A soon-to-be-released report by my Manhattan Institute colleague Mark Mills shows that even though U.S. employment is still below prerecession levels, jobs in oil and gas industries have grown by 40 percent since 2007, the start of the recession. With oil and gas adding $300 billion to $400 billion every year to the economy, Mills suggests that the United States might still be in a recession if not for oil and gas.
About 1 million Americans work directly in oil and gas, and another 10 million work in jobs linked to the industry, producing steel for pipelines, supertankers, and railcars. This job creation is not the result of "Big Oil," the five largest oil and gas companies, but from 20,000 small and midsize companies. Each employs fewer than 15 people, on average.
In addition, foreign companies are expanding, or relocating to the United States, due to inexpensive energy. An Egyptian firm is investing in a billion-dollar fertilizer plant in Iowa, and a South Korean tire company wants to build an $800 million factory in Tennessee.
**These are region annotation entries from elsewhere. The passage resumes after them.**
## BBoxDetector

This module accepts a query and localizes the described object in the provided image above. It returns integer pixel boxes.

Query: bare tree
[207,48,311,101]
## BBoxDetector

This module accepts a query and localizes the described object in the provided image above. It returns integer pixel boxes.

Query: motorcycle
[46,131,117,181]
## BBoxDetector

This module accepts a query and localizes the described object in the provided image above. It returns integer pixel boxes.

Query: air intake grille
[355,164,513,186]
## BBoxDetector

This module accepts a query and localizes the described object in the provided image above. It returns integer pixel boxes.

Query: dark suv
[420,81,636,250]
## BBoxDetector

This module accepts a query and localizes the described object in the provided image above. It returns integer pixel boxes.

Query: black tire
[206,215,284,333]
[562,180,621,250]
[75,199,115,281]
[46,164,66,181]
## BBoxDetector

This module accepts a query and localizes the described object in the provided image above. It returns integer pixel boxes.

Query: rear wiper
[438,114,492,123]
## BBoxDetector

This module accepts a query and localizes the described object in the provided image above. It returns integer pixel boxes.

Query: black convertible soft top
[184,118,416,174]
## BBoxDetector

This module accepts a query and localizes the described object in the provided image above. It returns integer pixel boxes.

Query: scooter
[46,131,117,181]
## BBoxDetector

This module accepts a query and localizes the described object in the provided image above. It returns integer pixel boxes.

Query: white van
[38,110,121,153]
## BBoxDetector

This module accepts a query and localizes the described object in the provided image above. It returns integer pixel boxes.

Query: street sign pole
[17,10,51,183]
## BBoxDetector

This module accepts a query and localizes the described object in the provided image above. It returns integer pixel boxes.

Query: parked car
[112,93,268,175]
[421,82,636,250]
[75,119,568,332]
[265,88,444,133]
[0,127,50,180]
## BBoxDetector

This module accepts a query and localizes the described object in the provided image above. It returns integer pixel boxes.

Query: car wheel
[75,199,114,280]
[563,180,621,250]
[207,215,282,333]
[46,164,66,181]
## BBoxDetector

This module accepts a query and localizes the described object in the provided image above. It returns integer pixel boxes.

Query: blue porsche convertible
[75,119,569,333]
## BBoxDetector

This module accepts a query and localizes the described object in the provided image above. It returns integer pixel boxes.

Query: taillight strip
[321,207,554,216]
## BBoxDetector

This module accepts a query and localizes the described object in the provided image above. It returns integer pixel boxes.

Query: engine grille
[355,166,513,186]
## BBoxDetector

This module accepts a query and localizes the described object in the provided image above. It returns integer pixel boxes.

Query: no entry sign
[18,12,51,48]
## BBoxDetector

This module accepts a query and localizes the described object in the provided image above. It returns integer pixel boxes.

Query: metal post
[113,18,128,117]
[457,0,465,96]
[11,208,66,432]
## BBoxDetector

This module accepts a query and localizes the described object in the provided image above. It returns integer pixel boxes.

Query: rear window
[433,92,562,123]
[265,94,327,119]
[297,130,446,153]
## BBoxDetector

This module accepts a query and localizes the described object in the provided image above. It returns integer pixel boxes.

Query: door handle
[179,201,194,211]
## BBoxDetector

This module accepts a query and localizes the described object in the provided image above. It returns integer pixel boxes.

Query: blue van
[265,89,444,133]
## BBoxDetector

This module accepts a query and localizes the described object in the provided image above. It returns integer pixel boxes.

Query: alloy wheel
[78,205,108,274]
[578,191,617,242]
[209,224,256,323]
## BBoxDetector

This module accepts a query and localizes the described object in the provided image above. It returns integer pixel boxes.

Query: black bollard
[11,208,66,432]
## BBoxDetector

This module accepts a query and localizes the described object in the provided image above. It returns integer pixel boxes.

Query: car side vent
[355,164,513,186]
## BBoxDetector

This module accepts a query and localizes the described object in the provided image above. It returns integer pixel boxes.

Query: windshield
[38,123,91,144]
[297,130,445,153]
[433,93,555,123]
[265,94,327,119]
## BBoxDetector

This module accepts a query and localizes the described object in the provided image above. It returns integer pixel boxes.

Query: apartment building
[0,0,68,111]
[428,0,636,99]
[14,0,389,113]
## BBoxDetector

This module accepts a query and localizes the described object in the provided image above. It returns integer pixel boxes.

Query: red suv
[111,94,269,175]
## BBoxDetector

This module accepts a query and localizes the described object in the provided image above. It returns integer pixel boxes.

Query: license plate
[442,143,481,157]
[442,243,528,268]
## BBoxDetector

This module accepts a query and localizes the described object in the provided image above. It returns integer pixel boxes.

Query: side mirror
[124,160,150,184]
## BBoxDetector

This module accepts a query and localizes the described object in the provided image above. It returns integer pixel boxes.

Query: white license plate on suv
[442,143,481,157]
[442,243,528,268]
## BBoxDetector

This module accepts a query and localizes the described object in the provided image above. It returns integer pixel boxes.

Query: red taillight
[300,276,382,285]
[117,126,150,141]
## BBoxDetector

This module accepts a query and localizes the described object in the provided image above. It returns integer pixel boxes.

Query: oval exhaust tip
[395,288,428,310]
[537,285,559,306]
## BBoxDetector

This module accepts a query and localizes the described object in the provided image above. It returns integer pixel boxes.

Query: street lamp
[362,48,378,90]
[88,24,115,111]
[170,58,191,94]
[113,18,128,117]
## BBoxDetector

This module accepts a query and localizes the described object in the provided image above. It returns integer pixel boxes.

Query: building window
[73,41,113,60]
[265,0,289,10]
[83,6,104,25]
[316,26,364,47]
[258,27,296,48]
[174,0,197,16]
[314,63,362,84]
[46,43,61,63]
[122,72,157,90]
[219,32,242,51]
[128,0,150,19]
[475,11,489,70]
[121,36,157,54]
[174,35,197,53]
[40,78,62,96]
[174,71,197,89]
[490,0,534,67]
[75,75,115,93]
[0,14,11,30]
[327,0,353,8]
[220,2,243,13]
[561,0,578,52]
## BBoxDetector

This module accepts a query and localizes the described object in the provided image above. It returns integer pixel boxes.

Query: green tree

Oil production has risen by 60 percent since the end of the recession in 2009. This growth has been in spite of federal government help, rather than because if it. Imagine how much more growth could have occurred if applications for permits for oil and gas exploration, as well as refinery construction, were approved in a more speedy manner.
"With so many Americans still unemployed or underemployed in the wake of the Great Recession, it is unconscionable that our government is not doing everything it can to get out of the way of any part of the economy where there is growth," Mills told me.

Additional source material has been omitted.